Nice idea though. He's got his unique reputation from his fans.


----------



## buddyram (Jan 21, 2012)

....that's Rajni!
his fans have made him unique

*His uniqueness is his greatness - His greatness is his simple living*


----------



## KDroid (Jan 21, 2012)

lol... nice


----------



## nisargshah95 (Jan 21, 2012)

Nice idea. Great initiative...


----------



## freshseasons (Jan 21, 2012)

Rajani on internet...without one...!  I bet he could be on flight journey not needing plane. Thats Rajani for you


----------



## RahulB (Jan 21, 2012)

Very Very Cool! Simple but Great! I wonder no one has ever done it before!
BTW the implementation is very good, great speed, feels like a next generation website, very smooth!


----------



## d6bmg (Jan 21, 2012)

Nice idea. Seen & made flash sites, but idea is really cool.


----------



## krishnandu.sarkar (Jan 21, 2012)

Ya, it's really unique


----------



## vaithy (Jan 21, 2012)

If SOPA like Laws kills internet in India,perhaps we may rely on 'Rajini Power' to stay offnet?


----------



## Desmond (Jan 21, 2012)

vaithy said:


> If SOPA like Laws kills internet in India,perhaps we may rely on 'Rajini Power' to stay offnet?



lmao


----------



## Krow (Jan 21, 2012)

I'm glad it looks good and quite unlike ill-designed Indian sites. And cool concept.


----------



## Zangetsu (Jan 21, 2012)

does it download all data in 1st page load??


----------



## Vyom (Jan 21, 2012)

^^ Of course. It would be not be much, since most of the "data" would be text.


----------



## Extreme Gamer (Jan 21, 2012)

How would forums work if SOPA caused us to go Rajni-style?


----------



## Tenida (Jan 22, 2012)

Great website...nice effort by the developer


----------



## aroraanant (Jan 22, 2012)

Its not a difficult task for one to make a website like this who knows how to make flash websites.
But the thing is how it is implemented and executed
Many flash websites have been made till date but this idea of gaining publicity didn't came in anyone's mind.
This guy implement the right thing at the right place at the right time.
Really appreciate the idea and thinking of the developer.


----------



## Siddhartha_t69 (Jan 22, 2012)

Its no Rajini Power if i can't take it home and run in my computer where i don't have an intenet connection. 
Because i need internet connection to open the website initially anyways.


----------



## Extreme Gamer (Jan 22, 2012)

Guys imagine when this site grows bigger.

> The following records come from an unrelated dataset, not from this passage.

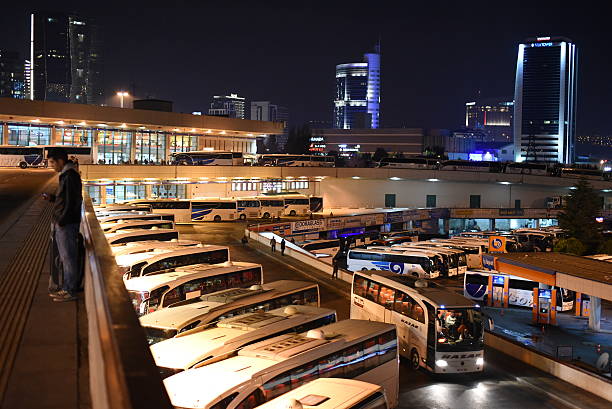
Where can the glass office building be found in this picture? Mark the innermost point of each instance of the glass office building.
(357, 102)
(545, 100)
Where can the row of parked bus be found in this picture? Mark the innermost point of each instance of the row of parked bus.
(228, 209)
(213, 321)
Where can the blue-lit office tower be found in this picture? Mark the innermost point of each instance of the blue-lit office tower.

Too much DLing.


----------



## Vyom (Jan 22, 2012)

And that's why it will never grow.


----------



## KDroid (Jan 22, 2012)

Siddhartha_t69 said:


> Its no Rajini Power if i can't take it home and run in my computer where i don't have an intenet connection.
> Because i need internet connection to open the website initially anyways.



Ooh! We thought it was some kind of magical Rajni Power.


----------



## Siddhartha_t69 (Jan 26, 2012)

KDroid said:


> Ooh! We thought it was some kind of magical Rajni Power.

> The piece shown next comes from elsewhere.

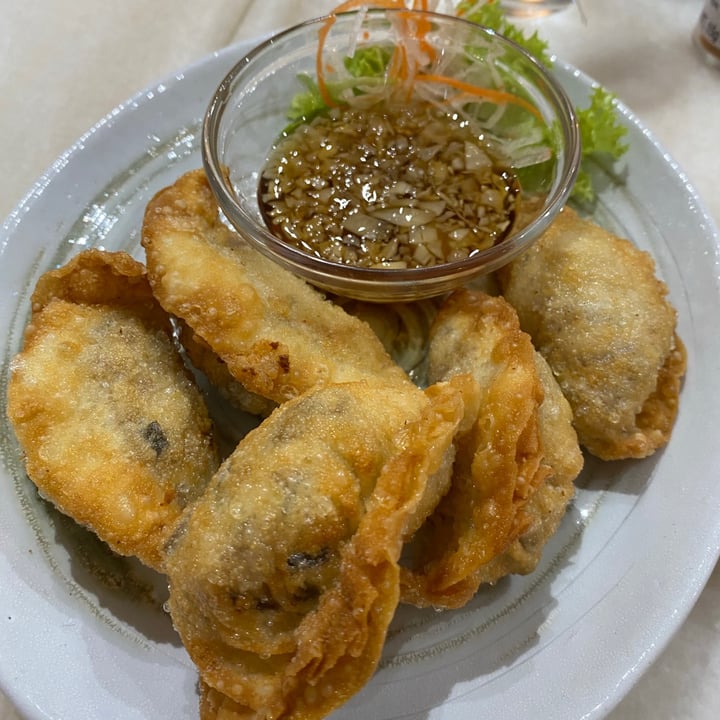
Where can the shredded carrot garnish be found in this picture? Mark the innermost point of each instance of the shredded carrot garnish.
(499, 97)
(399, 69)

One cannot simply misuse THE Rajini Brand. Its a cheat. Imagine what would happen if Rajini finds out.


----------



## Vyom (Jan 26, 2012)

Siddhartha_t69 said:


> One cannot simply misuse THE Rajini Brand. Its a cheat. Imagine what would happen if Rajini finds out.

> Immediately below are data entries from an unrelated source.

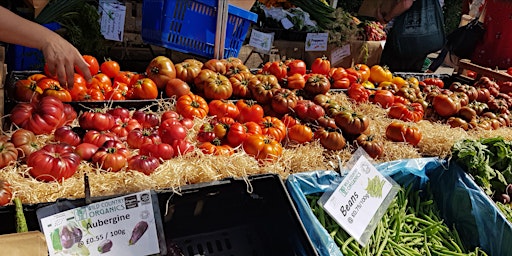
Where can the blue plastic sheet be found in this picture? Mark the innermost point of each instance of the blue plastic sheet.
(462, 203)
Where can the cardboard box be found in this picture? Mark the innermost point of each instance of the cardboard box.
(354, 52)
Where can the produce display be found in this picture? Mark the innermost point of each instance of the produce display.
(210, 120)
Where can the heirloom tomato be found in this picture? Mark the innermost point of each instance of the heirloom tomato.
(176, 87)
(284, 100)
(145, 89)
(222, 108)
(170, 130)
(295, 66)
(66, 134)
(86, 150)
(41, 117)
(412, 112)
(138, 137)
(25, 90)
(295, 81)
(262, 147)
(162, 151)
(250, 110)
(143, 163)
(273, 127)
(25, 141)
(380, 74)
(110, 68)
(94, 66)
(321, 65)
(8, 153)
(96, 120)
(53, 162)
(112, 156)
(401, 132)
(300, 134)
(241, 82)
(191, 106)
(371, 145)
(330, 139)
(161, 69)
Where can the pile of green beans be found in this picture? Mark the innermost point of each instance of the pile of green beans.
(410, 226)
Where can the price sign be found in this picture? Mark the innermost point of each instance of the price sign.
(121, 226)
(262, 42)
(356, 201)
(112, 20)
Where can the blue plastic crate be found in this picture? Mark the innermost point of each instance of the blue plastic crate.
(189, 26)
(21, 58)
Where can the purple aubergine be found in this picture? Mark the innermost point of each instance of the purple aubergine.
(66, 237)
(105, 246)
(138, 231)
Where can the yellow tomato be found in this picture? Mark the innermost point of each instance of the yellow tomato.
(380, 74)
(413, 80)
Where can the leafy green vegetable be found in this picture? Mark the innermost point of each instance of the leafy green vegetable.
(488, 160)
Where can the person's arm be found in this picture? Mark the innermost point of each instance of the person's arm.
(399, 8)
(60, 55)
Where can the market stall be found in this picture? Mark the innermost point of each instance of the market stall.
(222, 157)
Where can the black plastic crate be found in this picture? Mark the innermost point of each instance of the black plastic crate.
(251, 217)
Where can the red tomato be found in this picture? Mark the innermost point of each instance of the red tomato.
(53, 162)
(112, 156)
(138, 137)
(321, 66)
(162, 151)
(98, 138)
(170, 130)
(40, 117)
(93, 63)
(5, 192)
(110, 68)
(176, 87)
(96, 120)
(296, 67)
(308, 111)
(400, 132)
(358, 93)
(221, 108)
(262, 148)
(250, 110)
(8, 153)
(384, 98)
(146, 119)
(66, 134)
(25, 141)
(182, 147)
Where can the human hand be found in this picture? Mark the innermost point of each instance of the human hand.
(61, 58)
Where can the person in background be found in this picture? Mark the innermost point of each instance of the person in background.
(495, 49)
(60, 55)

You think he doesn't know already!


----------



## Siddhartha_t69 (Jan 27, 2012)

OMG! That means this forum is history already, and we don't even know what happened.


----------



## abhidev (Jan 27, 2012)

well implemented Idea...i must say...nicely done!!!


----------



## mitraark (Jan 27, 2012)

Really Good thinking by the person(s) who came up with the idea. 

Instead of saying "Nothing new i know how this works" , lets appricieate them for coming up with the concept first.


----------



## patrick4 (Jan 27, 2012)

i am going to report this to rajini 


******* Internet Access policy restricts access to this web page at this time. 

Reason: 
 The category "Personals and Dating" is filtered.


----------



## PraveenPravi (Jan 27, 2012)

what an idea!


----------



## Prime_Coder (Jan 27, 2012)

patrick4 said:


> i am going to report this to rajini
> 
> 
> ******* internet access policy restricts access to this web page at this time.
> ...



lol.


----------



## Prime_Coder (Apr 10, 2012)

Hello everybody, here is another LOL trick that I have found out on Rajanikant.
Have you tried it before this:



> Go to Google. Type 'How to kill Rajnikanth'.
> 
> Click on the 1st link of search results.


----------



## Desmond (Apr 10, 2012)

Hmmm....looks like someone is trying to cash in on the Rajnikanth phenomenon. Look at the ads.


----------



## Faun (Apr 10, 2012)

Rajnikant jokes are getting lame now.


----------



## Desmond (Apr 10, 2012)

Spoiler



Rajnikant himself is getting lame now.



Spoiler



What you gonna do? Kill me for that?





_Posted via Mobile Device_


----------



## CommanderShawnzer (Apr 10, 2012)

DeSmOnD dAvId said:


> Spoiler
> 
> 
> 
> ...





Spoiler



south indians will kill you for that


Spoiler


----------



## Theodre (Apr 16, 2012)

He likes to keep his unique identity wherever he goes, even in the internet


----------



## mrintech (Apr 16, 2012)

Spoiler



gmail@rajnikanth.com


----------



## Desmond (Apr 17, 2012)

Not amused anymore 
_Posted via Mobile Device_


----------